Chris en z’n collega wisten de blindganger na het uitgraven en schoonmaken snel te identificeren. Het bleek tegen de verwachting in om een 250-ponder te gaan. “Lastig aan zo’n klein explosief is dat je weinig lichaam hebt om het te fixeren… Te stabiliseren in dezelfde houding als dat ze hem aantroffen. En dat is noodzakelijk, omdat je zoveel mogelijk trilling en beweging moet voorkomen”, legt majoor Werner van Rooij van de EOD uit.

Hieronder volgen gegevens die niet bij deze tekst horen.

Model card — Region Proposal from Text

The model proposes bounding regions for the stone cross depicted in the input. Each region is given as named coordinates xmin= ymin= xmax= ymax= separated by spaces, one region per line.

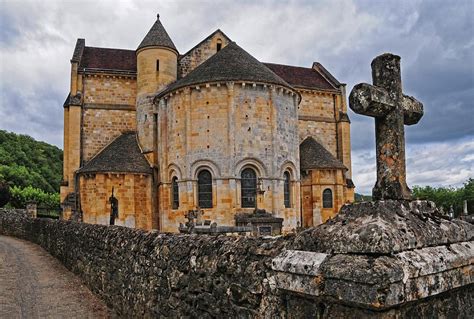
xmin=349 ymin=53 xmax=423 ymax=200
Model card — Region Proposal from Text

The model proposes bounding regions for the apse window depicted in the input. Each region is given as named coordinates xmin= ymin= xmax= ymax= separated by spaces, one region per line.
xmin=323 ymin=188 xmax=332 ymax=208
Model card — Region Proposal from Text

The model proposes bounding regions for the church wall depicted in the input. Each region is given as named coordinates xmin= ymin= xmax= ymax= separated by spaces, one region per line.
xmin=301 ymin=169 xmax=348 ymax=227
xmin=298 ymin=120 xmax=337 ymax=158
xmin=79 ymin=174 xmax=152 ymax=230
xmin=178 ymin=32 xmax=229 ymax=78
xmin=134 ymin=47 xmax=178 ymax=95
xmin=298 ymin=90 xmax=338 ymax=158
xmin=158 ymin=83 xmax=299 ymax=231
xmin=84 ymin=75 xmax=137 ymax=106
xmin=82 ymin=108 xmax=136 ymax=161
xmin=136 ymin=94 xmax=155 ymax=152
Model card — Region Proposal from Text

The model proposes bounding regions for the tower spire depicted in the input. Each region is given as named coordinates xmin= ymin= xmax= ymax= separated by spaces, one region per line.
xmin=137 ymin=13 xmax=178 ymax=52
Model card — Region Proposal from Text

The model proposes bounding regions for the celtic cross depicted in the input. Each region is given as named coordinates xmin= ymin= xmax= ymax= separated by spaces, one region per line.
xmin=349 ymin=53 xmax=423 ymax=200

'Lastig aan zo’n klein explosief is dat je weinig lichaam hebt om het te fixeren'
Het was wel een explosief met een chemische lange vertragingsontsteker. “Maar wel de moeilijkste in z’n soort; een pistol nummer 17”, benadrukt Van Rooij. “Lastig daaraan is dat je de ontsteker er niet voorzichtig uit kunt draaien, want het mechanisme is zodanig gemaakt dat als je hem er uitdraait, hij afgaat. De ontsteker moest dus met de watersnij-installatie uit bodemplaat van de bom gesneden worden.” Daarna kwam de aannemer er weer bij om het explosief gevuld met springstof uit de grond te takelen en in de EOD-vrachtwagen te hijsen.”
Politiebegeleiding
Onder politiebegeleiding is het explosief dat voor zoveel consternatie heeft gezorgd, naar de Tweede Maasvlakte gereden. “Je wil met zo’n ding niet vaststaan in het verkeer, daarom zijn de wegen afgezet", aldus een van de motoragenten.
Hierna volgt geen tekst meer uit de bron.